I close the feed and rise from the chair. The ship hums quietly beneath my boots, obedient in its escape path. No jump now—just spatial drift through unclaimed zones, the kind of corridors where ghosts lurk.

Syd stirs as I enter the cabin. Her lashes flutter. Her voice, husky with sleep and something else, greets me: “Trouble?”

I stand over her. My shadow pools across the bed. “Always,” I reply. Then I soften: “Get dressed. We need to talk.” I takeher hand, guiding it down from the sheets so we share a fleeting touch—skin to scaled-clad fingers, necessary grounding. She doesn’t speak. She obeys.

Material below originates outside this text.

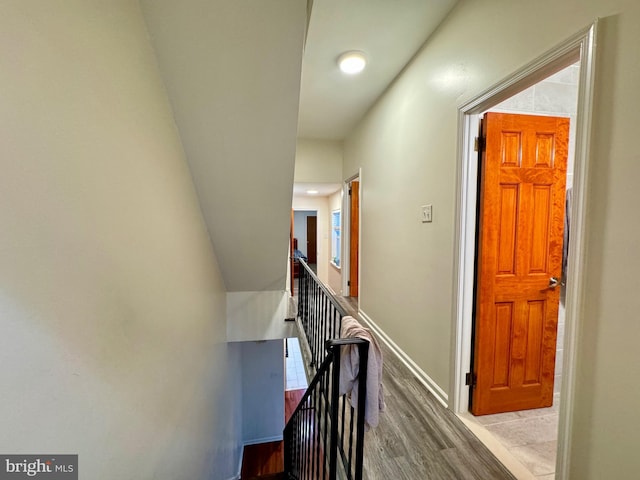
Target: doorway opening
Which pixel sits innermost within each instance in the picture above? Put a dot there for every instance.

She returns in a few moments—blaster at her hip, light-layer armor secured tight. I’m still in mission-ready mode: full plate, holsters loaded. We sit across from each other in the pilot’s chairs. The hum of systems is their own orchestra. I pull up the raw footage from Dowron’s feed.

“I won’t let him,” Syd states, tone hard as broken glass. Her eyes flash amber in console light. “Not now. Not after everything.”

I use my claw to scrub through the feed. “Your father is sending killers, not negotiators.” I meet her gaze. “They’ll come in stealth frames. Small teams. Lethal. Skilled. They won’t care if we die.” My voice is low but steady, controlling the tremor I feel in my gut.

She clenches her fists. “Then we don’t give them the chance.”

I swipe past logistics. “We’ll need refuel. We’ll need intel. But most importantly…” I hesitate. Words taste sharp on my tongue. These aren’t tactics. “…we’ll need each other.” I study her face—hard lines around her mouth, fire still in her posture. I see something like acceptance flicker there.

One hand eases to the console, wireless controls at her fingertips. “Alliance outpost, six hours ahead.” Her voice softens when she says “outpost.” She sounds hopeful, afraid, determined. I let it sink in.

We set the flight path with synchronized taps. Coordinates lock. Fuel gauge flickers green. I don’t touch her console. I don’t need to.

We’ve planted the seeds. Now they’ll grow—or burn.

The silence resumes, but it’s different now. Thicker. But not empty—it hums with shared purpose. I rise and stand behind her chair, leaning into her space. She doesn’t flinch; she leansback into me. I taste her hair again, the tang of spent adrenaline and sugar-coated Battlefield drinks lingering. I let my claws brush the nape of her neck. She shivers. I swallow back words.

“This is far from over,” I murmur, voice low. “But we’re still drawing our own line here.”

She breathes into me. “Together then?”

“Always.” I press a kiss just behind her ear—quick, possessive, quiet. The cockpit’s lights tint around us, starlight pooled beneath glass. I feel her nod against me, lean against my scale.

Outside, hyperspace streams coalesce, folding into data on the displays. The ship’s nose swings to vector, catapulting us through the cosmos toward safety. We drift—predators in a cage of darkness that we stole with our bare fists and minds.